Linked by Thom Holwerda on Tue 23rd Aug 2005 18:34 UTC, submitted by kellym
Intel During his keynote address at San Francisco's Moscone Center, Otellini unveiled the company's next-generation, power-optimized micro-architecture for future digital home, enterprise, mobile, and emerging market platforms aimed at a new category of converged consumer devices.
Order by: Score:
v cool computing
by 2501 on Tue 23rd Aug 2005 18:55 UTC
Ahh...
by Buck on Tue 23rd Aug 2005 18:59 UTC
Buck
Member since:
2005-06-29

So it IS Pentium M after all. That's sad.

Reply Score: 1

Rayiner Hashiem please
by durbhas on Tue 23rd Aug 2005 19:18 UTC in reply to "Ahh..."
durbhas Member since:
2005-07-07

hey rayiner, can you provide your comments on this ?
i remember a long time back you led a good discussion on Pipeline design and out of order exexution..
will be good to see that back instead of some mindless ranting about osx and all that
cheers
ram

Reply Score: 1

RE: Ahh...
by Anonymous on Tue 23rd Aug 2005 19:52 UTC in reply to "Ahh..."
Anonymous Member since:
---

The new CPU's are made from scratch, using knowledge gained from the Pentium M architecture experiment.
It features bits and pieces from both P M and Netburst as well as new things.

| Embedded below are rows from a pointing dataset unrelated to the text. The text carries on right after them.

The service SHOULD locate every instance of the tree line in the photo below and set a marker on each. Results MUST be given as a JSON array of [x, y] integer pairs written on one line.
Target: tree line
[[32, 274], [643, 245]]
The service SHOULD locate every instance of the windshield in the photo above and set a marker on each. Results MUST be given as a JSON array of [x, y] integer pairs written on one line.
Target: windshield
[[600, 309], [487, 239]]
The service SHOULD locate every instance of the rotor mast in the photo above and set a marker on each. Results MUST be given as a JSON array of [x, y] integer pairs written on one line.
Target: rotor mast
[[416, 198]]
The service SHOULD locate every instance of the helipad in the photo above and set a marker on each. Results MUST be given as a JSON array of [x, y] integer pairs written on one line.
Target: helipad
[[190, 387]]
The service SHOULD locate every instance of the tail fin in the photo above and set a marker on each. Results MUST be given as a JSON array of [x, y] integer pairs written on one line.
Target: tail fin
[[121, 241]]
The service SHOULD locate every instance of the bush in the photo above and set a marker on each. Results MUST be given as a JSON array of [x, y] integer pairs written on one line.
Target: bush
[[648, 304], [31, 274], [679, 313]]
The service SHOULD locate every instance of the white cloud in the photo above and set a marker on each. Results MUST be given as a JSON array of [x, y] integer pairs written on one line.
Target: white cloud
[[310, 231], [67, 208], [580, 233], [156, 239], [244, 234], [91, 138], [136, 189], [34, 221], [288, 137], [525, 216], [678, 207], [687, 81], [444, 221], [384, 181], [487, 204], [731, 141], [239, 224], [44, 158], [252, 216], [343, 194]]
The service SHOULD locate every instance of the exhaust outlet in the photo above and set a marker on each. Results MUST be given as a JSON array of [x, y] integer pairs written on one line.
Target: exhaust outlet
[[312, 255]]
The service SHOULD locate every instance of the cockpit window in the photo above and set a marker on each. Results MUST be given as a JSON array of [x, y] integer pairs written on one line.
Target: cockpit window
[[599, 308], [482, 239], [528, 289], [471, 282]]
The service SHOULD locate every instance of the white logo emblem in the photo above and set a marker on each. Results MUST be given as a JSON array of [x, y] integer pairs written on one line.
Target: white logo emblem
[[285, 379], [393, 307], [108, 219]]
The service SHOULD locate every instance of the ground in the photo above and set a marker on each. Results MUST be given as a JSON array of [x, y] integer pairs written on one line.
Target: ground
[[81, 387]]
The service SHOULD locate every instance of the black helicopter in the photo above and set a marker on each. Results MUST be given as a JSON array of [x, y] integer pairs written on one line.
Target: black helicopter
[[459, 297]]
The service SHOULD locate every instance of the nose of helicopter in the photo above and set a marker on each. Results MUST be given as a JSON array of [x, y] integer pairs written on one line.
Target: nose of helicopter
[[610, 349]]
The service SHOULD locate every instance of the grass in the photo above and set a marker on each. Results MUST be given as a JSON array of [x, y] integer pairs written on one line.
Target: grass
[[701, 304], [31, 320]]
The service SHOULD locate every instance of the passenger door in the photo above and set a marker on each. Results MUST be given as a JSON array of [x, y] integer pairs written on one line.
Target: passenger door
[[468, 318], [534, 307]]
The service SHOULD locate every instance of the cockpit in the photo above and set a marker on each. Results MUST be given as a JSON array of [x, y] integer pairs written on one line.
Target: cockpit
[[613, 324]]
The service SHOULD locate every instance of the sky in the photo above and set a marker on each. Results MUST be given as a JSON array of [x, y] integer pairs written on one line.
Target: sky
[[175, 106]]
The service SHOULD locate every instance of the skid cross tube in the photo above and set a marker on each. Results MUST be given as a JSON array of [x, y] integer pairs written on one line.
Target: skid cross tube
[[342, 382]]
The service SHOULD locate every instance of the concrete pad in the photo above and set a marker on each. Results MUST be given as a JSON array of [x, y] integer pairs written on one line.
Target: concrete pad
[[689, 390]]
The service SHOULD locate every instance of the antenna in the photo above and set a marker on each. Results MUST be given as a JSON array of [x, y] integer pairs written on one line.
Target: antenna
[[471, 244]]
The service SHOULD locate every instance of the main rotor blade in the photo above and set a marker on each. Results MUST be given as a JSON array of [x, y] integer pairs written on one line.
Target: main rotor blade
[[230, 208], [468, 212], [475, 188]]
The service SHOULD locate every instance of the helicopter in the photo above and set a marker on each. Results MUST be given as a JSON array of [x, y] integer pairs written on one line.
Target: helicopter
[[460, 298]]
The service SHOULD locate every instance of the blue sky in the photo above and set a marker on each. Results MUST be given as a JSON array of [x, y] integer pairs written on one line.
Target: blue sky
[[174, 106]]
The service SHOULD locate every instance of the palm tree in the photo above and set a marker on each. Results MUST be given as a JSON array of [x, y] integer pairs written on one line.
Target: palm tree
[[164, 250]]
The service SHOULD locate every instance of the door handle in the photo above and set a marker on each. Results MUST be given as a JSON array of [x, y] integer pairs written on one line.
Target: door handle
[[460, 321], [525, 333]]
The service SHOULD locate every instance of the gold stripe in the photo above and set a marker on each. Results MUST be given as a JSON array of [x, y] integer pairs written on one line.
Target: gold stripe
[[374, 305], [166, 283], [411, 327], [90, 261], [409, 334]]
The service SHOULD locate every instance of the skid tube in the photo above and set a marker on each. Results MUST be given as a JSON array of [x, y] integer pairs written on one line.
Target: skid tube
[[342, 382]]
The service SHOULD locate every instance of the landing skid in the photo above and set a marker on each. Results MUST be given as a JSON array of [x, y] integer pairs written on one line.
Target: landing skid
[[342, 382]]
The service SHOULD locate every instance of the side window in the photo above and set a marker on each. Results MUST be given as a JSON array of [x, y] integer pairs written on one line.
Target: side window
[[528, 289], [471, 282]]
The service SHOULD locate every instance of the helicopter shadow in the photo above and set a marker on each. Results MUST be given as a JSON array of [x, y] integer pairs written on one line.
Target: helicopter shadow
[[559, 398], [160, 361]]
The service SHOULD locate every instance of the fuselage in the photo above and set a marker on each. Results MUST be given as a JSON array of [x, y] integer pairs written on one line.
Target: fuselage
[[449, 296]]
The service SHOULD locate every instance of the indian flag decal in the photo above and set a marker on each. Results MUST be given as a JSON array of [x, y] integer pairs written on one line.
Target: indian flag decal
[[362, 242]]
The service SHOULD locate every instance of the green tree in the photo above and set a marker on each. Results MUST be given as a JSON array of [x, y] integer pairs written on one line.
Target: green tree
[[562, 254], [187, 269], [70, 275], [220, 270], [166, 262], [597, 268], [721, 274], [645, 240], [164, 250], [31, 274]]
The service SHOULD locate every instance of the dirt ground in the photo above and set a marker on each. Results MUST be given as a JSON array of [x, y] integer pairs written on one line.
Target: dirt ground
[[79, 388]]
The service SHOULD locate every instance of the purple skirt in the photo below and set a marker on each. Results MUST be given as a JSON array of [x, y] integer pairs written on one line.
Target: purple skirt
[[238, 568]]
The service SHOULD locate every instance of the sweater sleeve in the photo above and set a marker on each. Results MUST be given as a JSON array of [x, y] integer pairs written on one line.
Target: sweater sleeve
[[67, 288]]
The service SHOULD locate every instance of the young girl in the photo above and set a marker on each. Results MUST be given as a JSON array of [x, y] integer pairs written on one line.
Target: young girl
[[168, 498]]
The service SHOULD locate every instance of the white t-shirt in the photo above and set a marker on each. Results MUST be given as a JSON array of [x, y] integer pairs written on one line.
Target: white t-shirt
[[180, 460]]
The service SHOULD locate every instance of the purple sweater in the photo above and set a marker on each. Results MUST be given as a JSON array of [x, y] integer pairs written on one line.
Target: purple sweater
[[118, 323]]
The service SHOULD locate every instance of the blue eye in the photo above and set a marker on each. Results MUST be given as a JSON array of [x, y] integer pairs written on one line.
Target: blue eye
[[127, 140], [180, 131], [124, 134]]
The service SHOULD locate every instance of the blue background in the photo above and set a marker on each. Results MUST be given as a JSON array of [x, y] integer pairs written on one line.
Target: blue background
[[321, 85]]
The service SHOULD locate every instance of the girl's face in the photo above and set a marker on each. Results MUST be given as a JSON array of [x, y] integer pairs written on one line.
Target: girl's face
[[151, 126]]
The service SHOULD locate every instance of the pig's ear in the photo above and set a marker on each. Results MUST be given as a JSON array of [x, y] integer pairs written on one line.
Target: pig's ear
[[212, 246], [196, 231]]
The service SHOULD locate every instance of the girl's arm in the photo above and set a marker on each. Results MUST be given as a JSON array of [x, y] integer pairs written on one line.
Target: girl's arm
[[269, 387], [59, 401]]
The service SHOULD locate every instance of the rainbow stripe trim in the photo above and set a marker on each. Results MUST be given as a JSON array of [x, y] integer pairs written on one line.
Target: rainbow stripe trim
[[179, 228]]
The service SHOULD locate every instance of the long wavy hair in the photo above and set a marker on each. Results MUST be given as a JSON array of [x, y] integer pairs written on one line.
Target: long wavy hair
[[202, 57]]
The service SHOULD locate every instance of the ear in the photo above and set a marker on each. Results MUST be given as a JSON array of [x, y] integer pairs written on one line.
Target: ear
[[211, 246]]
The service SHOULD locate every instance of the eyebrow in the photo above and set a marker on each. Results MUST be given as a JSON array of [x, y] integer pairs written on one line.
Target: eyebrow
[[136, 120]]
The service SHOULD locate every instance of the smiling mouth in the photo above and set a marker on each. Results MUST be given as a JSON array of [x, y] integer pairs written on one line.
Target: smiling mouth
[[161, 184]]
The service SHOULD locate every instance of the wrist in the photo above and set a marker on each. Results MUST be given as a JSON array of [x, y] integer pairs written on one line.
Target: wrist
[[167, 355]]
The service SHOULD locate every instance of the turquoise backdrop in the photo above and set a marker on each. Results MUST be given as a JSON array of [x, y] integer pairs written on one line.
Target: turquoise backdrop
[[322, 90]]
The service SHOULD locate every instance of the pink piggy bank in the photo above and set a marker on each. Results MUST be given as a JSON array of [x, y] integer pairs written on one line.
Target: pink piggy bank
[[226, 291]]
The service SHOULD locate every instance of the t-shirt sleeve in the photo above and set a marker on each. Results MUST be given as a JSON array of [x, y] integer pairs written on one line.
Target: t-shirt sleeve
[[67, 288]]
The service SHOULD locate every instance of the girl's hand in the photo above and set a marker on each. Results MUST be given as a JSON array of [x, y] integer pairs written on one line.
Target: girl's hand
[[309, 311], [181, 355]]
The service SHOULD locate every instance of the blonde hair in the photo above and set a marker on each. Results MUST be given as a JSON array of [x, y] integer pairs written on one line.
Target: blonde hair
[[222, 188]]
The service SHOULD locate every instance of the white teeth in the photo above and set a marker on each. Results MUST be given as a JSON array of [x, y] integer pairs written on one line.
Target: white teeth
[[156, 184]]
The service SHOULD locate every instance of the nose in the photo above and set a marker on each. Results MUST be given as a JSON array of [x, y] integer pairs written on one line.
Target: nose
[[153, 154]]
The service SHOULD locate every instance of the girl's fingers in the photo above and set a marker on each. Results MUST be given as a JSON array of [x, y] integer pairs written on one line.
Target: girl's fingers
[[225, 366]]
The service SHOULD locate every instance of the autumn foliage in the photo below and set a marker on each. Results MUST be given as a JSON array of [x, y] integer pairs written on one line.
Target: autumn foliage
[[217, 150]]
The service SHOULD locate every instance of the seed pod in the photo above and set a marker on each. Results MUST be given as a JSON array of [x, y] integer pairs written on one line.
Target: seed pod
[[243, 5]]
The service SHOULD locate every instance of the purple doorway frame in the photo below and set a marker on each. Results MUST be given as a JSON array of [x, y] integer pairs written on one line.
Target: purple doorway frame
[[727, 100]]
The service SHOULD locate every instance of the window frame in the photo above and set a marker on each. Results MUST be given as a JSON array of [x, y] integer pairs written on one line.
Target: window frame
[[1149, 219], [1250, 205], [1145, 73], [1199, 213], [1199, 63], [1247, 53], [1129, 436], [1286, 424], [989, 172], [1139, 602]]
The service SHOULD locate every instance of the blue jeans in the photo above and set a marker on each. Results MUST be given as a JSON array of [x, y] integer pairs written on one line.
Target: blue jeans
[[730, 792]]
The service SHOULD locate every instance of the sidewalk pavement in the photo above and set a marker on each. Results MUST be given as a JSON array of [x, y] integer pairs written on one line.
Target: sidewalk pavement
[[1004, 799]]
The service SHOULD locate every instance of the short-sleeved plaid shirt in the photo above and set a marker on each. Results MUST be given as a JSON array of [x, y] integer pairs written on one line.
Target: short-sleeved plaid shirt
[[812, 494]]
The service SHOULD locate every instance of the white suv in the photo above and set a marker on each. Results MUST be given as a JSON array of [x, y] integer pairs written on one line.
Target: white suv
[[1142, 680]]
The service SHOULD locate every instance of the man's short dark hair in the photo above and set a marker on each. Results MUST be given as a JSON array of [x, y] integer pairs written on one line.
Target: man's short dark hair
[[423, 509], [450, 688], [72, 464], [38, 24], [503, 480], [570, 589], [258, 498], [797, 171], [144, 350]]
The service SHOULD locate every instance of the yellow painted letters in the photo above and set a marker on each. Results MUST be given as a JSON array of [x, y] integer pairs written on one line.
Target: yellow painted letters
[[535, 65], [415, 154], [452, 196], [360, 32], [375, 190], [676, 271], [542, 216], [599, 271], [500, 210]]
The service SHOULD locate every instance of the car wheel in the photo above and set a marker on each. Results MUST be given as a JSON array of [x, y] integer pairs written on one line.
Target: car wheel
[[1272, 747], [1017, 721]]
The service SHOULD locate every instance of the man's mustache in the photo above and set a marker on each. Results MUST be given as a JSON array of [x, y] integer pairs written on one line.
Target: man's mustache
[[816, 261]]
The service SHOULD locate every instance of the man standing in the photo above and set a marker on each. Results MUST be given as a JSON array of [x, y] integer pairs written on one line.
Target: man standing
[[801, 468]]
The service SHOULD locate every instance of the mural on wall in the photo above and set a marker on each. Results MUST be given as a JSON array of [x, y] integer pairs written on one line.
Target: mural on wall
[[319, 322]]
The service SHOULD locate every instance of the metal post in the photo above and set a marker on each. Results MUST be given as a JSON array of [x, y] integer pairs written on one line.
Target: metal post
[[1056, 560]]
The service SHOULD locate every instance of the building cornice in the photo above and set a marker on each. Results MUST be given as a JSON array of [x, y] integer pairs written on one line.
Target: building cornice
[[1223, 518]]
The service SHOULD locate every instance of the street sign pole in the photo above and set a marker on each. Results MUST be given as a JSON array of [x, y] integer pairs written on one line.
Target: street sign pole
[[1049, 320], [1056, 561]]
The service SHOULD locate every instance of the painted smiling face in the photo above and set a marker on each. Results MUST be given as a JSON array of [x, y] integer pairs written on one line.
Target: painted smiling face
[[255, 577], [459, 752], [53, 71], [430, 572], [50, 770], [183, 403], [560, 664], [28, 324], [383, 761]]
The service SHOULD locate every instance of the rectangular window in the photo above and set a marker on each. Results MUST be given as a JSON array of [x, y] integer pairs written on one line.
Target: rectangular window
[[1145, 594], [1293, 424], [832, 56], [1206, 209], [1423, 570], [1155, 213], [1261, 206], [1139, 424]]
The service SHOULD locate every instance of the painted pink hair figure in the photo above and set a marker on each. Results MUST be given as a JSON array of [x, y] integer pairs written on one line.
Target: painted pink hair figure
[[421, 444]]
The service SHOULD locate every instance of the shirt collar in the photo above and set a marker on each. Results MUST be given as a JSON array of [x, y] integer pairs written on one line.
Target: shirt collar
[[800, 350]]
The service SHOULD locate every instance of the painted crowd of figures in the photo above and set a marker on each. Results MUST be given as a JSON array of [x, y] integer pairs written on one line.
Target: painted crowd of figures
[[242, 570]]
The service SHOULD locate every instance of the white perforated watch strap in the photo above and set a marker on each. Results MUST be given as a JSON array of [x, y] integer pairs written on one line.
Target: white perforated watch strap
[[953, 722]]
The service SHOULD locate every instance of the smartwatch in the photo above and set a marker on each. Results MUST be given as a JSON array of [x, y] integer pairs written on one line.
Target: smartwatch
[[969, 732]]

All in all it is not a Pentium M derivative even if it sounds like that.

Reply Score: 0

Note quite...
by Harbinjer on Tue 23rd Aug 2005 19:18 UTC
Harbinjer
Member since:
2005-07-06

Not quite, they're adding a 4th execution unit it seems. Overall, it's probably pretty similar though. They do add 64-bit, and VT(Vanderpool--is that Xen stuff?), and its properly dual core.

Reply Score: 2

Mark Williamson Member since:
2005-07-06

Vanderpool/VT refers the hardware extensions Intel are adding to aid virtualisation. Previously, x86 was horrible to fully virtualise, VT makes it easier and faster.

And yes, VT support was contributed to Xen by Intel. Today at IDF, Windows running under Xen was demonstrated (using VT for full virtualisation), along side Linux guests running natively on Xen (paravirtualisation).

Reply Score: 1

Hmm...
by 1c3d0g on Tue 23rd Aug 2005 19:19 UTC
1c3d0g
Member since:
2005-07-06

...I'm fairly happy with almost everything except the dreaded FSB design. Why Intel why? Why do you keep hanging onto old technology? Why can't you integrate the memory controller onto the CPU? What is the problem, Intel? ;)

You've seen what it can do to latency and overall performance in general...I really can't comprehend their decision on this. They must have had a very good reason to stick with a FSB implementation. EiIther way it makes me sad, to say the least... :-(

Reply Score: 2

RE: Hmm...
by binarycrusader on Tue 23rd Aug 2005 20:47 UTC in reply to "Hmm..."
binarycrusader Member since:
2005-07-06

Why can't you integrate the memory controller onto the CPU? What is the problem, Intel? ;)

Integrating the memory controller into the CPU has it's downsides. It is not a panacea. You can ask almost any game developer or CPU analyst that does low level performance analysis about the penalties.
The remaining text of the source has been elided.